I have a problem I am trying to solve: - imbalanced dataset with 2 classes - one class dwarfs the other one (923 vs 38) - f1_macro score when the dataset is used as-is to train RandomForestClassifier stays for TRAIN and TEST in 0.6 - 0.65 range
While doing research on the topic yesterday, I educated myself in resampling and especially SMOTE algorithm. It seems to have worked wonders for my TRAIN score, as after balancing the dataset with them, my score went from ~0.6 up to ~0.97. The way that I have applied it was as follows:
I have splited away my TEST set away from the rest of data in the beginning (10% of the whole data)
I have applied SMOTE on TRAIN set only (class balance 618 vs 618)

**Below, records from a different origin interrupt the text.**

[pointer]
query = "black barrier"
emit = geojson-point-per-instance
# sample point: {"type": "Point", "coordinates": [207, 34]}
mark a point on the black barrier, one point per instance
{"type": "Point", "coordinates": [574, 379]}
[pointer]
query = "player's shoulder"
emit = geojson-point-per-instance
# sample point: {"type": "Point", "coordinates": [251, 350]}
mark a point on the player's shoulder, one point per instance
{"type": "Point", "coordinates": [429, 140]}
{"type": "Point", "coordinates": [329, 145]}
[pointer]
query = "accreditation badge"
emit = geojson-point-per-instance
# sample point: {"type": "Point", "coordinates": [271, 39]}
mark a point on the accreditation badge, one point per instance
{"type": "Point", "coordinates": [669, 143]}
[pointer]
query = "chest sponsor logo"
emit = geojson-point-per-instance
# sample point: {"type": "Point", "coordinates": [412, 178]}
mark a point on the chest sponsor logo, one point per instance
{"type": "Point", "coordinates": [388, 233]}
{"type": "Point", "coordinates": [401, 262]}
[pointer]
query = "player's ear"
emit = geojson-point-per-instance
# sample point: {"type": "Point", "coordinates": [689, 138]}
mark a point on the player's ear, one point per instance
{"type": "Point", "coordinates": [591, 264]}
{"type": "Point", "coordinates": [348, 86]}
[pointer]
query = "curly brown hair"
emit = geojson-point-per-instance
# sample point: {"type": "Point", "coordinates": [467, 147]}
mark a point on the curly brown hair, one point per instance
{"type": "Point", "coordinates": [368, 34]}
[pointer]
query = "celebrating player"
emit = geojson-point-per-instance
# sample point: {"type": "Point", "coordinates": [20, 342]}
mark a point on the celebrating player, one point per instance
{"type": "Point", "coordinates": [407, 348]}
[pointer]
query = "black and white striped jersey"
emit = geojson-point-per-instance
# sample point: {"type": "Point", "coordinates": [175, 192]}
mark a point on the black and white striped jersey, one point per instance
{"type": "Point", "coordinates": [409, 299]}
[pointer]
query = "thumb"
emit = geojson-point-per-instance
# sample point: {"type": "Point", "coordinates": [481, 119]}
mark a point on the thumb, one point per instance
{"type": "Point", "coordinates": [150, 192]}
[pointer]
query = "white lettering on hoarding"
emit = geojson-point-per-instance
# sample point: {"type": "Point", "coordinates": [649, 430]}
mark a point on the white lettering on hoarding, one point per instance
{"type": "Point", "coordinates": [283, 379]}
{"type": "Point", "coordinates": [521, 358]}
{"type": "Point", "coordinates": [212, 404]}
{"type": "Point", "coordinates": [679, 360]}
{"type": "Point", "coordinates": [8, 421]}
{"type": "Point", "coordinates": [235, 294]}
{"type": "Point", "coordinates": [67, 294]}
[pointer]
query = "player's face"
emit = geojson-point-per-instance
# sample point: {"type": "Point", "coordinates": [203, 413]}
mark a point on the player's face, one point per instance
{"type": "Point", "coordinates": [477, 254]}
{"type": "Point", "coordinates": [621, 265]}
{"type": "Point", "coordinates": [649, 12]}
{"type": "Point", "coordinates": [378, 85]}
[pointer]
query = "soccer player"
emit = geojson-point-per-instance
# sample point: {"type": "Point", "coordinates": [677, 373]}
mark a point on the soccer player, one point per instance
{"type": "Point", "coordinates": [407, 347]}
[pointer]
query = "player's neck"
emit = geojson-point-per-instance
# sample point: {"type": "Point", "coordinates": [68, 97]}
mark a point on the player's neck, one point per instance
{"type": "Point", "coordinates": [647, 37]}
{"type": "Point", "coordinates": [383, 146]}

I have trained a RandomForestClassifier on TRAIN set, and achieved f1_macro = 0.97
when testing with TEST set, f1_macro score remained in ~0.6 - 0.65 range
What I would assume happened, is that the holdout data in TEST set held observations, which were vastly different from pre-SMOTE observations of the minority class in TRAIN set, which ended up teaching the model to recognize cases in TRAIN set really well, but threw the model off-balance with these few outliers in the TEST set.
What are the common strategies to deal with this problem? Common sense would dictate that I should try and capture a very representative sample of minority class in the TRAIN set, but I do not think that sklearn has any automated tools which allow that to happen?